Амаласунта гордо выпрямилась и, высоко подняв свою прекрасную бледную голову, проговорила холодно и надменно:
— Я вижу лица людей, которых не призывала и не желала видеть. Что привело во дворец соратников моего отца?..
— Необходимость, кузина, — спокойно ответил герцог Тулун, — и призыв короля Аталариха, твоего сына и нашего государя.
— Зачем вы здесь? — резко спросила Амаласунта.
— Мы пришли для того, чтобы передать тебе требования твоего народа.
— Требования?.. — надменно повторила королева, приподнимаясь со своего кресла.
— Да, требования, кузина… И если ты будешь благоразумна, то поспешишь исполнить их. Это единственный способ сохранить мир и спокойствие между готами и предотвратить междоусобицу, которой мы хотели бы избежать.
— Говорите… Я слушаю, — глухо прошептала Амаласунта, откидывая голову на спинку кресла.
— Прикажешь нам выйти, государыня? — произнес Кассиодор, умышленно подчеркивая свое уважение к королеве.
Герцог Тулун ответил вместо Амаласунты.
— Останьтесь, римские советники королевы готов… Префект Рима может доказать свое влияние, посоветовав ей примириться с неизбежным. Ты же, Кассиодор, как хранитель государственной печати, удостоверишь соглашение… если оно состоится.
Амаласунта вспыхнула.
— Ты говоришь как бунтовщик, герцог Тулун… Кто дозволил тебе распоряжаться в моем присутствии?

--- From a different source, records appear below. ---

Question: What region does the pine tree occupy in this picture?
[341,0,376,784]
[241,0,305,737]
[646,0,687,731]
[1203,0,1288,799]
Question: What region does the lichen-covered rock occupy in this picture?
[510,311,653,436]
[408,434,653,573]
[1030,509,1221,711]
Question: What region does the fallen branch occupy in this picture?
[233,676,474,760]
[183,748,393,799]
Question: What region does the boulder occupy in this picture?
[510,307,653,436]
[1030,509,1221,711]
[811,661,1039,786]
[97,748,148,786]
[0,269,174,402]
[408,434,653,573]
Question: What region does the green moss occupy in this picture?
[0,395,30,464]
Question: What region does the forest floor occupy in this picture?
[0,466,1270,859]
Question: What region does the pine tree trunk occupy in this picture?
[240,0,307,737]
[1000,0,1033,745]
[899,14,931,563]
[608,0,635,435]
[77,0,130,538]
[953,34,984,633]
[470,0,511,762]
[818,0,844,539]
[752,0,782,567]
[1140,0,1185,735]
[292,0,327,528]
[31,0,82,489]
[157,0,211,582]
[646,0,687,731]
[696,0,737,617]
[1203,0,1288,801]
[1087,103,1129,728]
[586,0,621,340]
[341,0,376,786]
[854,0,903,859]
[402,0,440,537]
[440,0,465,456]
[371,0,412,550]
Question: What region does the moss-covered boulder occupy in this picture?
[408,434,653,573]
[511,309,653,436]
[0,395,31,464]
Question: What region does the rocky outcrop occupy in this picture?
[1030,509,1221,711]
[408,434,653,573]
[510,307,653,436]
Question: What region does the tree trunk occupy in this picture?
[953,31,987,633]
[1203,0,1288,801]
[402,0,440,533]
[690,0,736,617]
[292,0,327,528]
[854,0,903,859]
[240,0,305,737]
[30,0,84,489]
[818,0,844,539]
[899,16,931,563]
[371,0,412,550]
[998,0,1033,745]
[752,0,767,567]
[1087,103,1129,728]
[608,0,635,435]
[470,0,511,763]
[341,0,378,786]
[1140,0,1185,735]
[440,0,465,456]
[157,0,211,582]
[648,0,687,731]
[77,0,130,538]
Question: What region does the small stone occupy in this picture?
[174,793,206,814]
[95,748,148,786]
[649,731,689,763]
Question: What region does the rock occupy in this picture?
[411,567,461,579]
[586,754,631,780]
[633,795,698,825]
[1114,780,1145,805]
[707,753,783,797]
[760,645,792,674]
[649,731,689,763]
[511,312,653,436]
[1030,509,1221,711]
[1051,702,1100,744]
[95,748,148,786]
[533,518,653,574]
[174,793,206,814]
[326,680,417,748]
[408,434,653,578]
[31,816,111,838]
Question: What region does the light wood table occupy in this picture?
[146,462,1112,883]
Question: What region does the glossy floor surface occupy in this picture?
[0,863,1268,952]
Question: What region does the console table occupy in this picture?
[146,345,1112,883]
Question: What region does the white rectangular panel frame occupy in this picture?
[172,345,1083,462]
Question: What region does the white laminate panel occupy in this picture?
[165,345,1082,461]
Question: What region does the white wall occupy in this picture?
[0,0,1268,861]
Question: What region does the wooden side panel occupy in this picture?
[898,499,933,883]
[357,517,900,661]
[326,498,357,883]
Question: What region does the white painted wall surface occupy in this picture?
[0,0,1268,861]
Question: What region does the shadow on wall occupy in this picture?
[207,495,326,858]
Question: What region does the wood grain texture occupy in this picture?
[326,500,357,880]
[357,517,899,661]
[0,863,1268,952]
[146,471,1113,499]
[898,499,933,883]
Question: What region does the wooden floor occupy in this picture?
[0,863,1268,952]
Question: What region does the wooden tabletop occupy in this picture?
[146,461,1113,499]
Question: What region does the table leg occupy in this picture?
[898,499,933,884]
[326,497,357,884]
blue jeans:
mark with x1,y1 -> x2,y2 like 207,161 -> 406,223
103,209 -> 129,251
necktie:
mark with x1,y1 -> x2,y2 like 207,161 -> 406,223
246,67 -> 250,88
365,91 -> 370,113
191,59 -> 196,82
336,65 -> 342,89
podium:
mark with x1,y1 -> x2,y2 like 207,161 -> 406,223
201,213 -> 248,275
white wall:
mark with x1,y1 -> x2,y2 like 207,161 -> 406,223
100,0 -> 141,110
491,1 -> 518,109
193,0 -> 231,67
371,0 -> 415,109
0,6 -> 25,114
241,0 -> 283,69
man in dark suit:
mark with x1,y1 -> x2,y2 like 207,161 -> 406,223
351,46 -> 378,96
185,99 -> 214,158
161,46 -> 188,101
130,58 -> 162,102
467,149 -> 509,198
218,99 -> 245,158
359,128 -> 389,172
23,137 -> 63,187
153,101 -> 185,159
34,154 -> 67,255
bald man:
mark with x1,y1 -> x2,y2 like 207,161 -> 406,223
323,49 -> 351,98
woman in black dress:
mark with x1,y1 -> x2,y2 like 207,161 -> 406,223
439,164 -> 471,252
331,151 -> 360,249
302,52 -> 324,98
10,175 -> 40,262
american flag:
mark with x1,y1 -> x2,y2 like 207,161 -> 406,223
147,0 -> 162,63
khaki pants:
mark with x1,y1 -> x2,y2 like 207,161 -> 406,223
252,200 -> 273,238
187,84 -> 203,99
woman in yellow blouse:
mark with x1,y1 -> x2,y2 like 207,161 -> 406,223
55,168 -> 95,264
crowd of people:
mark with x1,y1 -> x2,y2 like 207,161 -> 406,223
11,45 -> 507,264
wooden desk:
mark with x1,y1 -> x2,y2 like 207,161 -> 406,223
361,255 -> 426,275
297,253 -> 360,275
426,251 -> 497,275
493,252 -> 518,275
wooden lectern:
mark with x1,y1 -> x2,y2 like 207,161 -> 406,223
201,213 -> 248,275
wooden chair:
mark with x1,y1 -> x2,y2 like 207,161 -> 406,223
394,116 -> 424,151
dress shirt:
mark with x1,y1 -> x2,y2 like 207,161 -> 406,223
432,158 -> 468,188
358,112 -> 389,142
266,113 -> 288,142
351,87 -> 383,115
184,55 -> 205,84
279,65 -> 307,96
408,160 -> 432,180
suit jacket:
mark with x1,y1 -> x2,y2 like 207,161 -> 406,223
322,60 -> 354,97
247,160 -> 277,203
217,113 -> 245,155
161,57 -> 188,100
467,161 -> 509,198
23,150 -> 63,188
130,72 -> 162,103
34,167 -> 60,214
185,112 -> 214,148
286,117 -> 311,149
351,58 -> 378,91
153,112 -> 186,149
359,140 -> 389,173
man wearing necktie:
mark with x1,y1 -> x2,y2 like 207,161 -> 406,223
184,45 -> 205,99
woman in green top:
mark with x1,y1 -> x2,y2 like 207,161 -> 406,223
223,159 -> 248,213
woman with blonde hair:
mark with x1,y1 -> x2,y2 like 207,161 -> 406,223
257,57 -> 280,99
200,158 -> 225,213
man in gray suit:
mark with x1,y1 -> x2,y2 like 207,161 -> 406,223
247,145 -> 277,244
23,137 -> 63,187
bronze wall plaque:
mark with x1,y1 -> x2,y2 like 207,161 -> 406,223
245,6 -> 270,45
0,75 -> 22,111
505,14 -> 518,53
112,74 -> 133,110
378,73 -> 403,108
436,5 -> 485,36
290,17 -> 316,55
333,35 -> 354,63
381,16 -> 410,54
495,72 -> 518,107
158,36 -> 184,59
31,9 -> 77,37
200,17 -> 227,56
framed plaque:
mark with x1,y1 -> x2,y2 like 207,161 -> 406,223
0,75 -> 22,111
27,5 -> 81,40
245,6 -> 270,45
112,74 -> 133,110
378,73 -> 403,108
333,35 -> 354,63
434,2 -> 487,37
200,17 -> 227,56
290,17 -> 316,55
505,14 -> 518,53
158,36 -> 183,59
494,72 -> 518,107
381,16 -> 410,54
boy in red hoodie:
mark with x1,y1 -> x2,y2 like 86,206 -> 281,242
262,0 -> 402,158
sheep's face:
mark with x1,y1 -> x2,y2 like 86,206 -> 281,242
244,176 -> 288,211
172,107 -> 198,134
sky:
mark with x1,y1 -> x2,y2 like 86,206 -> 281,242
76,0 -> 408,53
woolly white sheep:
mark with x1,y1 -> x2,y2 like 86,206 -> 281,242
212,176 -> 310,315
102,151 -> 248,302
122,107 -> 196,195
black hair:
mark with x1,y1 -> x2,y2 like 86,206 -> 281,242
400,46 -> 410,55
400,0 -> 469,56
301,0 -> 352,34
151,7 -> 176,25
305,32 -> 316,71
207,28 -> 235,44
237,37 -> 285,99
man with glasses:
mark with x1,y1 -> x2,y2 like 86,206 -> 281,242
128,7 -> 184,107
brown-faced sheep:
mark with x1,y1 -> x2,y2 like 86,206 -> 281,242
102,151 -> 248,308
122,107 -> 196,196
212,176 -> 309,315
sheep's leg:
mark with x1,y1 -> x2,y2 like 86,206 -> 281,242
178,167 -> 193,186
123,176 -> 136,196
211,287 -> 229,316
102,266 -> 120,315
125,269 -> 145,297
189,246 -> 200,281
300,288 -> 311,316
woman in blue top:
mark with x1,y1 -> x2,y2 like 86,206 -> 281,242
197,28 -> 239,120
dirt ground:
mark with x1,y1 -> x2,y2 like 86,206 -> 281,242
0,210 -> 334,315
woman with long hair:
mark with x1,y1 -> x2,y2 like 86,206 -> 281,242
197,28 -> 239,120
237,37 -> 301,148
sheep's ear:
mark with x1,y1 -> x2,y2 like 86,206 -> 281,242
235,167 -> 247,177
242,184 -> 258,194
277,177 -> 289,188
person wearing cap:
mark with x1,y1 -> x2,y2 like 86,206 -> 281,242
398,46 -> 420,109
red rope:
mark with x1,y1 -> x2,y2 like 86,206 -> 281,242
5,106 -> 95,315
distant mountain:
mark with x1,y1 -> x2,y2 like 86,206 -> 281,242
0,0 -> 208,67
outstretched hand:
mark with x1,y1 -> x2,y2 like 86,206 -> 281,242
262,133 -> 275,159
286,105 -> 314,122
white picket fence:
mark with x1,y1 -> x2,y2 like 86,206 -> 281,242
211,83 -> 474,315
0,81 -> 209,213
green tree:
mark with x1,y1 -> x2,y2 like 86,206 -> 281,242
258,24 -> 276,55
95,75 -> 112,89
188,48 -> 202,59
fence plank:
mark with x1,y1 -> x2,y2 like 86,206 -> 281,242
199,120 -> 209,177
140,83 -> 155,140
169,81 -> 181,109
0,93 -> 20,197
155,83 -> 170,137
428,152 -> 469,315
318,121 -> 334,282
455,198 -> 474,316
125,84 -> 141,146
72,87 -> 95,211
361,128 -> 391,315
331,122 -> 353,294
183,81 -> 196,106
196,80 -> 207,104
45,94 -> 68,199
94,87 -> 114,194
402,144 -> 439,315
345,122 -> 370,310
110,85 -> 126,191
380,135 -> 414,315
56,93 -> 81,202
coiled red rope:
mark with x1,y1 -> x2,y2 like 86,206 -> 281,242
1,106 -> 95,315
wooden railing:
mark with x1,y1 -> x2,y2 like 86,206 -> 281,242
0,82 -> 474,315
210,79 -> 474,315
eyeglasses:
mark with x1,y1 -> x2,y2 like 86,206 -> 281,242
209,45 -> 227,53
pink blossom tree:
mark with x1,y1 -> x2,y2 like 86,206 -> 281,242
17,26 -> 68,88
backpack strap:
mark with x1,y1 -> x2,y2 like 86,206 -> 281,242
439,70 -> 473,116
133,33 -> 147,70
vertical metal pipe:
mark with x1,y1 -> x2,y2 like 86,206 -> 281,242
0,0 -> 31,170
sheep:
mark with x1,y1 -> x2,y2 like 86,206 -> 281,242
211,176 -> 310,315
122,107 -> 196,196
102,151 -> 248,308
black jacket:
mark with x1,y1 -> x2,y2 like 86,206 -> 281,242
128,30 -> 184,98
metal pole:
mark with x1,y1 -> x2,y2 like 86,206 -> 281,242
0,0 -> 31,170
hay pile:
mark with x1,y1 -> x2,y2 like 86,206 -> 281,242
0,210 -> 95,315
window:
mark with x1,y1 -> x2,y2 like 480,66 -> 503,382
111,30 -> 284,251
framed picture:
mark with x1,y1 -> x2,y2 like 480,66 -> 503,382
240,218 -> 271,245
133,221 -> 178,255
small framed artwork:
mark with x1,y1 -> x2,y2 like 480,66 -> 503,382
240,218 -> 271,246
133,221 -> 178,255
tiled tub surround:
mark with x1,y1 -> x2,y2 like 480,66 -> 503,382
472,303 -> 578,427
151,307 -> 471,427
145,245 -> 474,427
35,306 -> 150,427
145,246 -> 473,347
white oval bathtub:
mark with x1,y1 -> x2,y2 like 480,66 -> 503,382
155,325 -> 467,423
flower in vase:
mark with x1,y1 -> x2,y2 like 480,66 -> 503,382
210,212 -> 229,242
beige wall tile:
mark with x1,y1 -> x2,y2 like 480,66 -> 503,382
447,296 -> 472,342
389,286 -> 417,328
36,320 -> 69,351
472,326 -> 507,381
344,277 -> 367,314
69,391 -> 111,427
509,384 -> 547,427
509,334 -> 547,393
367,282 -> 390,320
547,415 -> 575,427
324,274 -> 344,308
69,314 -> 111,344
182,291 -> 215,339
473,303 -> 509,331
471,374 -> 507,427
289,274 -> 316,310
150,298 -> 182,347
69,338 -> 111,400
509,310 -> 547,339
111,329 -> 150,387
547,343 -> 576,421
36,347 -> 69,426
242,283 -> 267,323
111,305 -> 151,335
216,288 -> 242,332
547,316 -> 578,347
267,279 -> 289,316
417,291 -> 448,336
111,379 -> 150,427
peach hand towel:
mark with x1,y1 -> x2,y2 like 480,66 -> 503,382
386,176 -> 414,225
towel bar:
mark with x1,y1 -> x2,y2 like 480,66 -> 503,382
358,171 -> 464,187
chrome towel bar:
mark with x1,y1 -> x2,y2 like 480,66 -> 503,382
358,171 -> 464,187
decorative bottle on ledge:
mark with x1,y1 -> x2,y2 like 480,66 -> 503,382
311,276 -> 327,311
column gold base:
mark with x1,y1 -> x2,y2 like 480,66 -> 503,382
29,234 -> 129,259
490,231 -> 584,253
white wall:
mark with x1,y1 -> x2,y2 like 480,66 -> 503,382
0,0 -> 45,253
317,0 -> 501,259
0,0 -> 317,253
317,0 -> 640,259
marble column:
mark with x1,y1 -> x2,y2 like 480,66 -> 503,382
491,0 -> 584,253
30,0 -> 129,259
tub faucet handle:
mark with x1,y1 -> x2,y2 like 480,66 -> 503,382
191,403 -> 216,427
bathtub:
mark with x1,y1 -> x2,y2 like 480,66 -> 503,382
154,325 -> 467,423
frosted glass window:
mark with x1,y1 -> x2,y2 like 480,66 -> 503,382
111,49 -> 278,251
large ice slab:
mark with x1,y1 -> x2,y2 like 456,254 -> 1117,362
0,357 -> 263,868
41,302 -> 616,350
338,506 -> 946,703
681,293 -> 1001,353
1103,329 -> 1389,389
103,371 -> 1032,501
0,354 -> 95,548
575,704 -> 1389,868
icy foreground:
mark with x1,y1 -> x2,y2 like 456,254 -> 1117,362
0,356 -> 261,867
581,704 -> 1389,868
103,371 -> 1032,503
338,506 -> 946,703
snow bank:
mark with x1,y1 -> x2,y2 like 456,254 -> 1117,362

— Необходимость, кузина, — вторично произнес суровый воин, — и священное право нашего народа.
— Ты забываешься, герцог Тулун… Народ мой, а не ваш… Я королева готов…
— Нет, кузина… Ты дочь Теодорика, в которой я чту кровь Амалунгов, даже тогда, когда она ошибается и… совершает преступления.
— Изменник… — гневно вскрикнула Амаласунта. — Не подданным судить государыню… Священное право монархов не давать отчета своему народу… И это мое священное право, королевское право…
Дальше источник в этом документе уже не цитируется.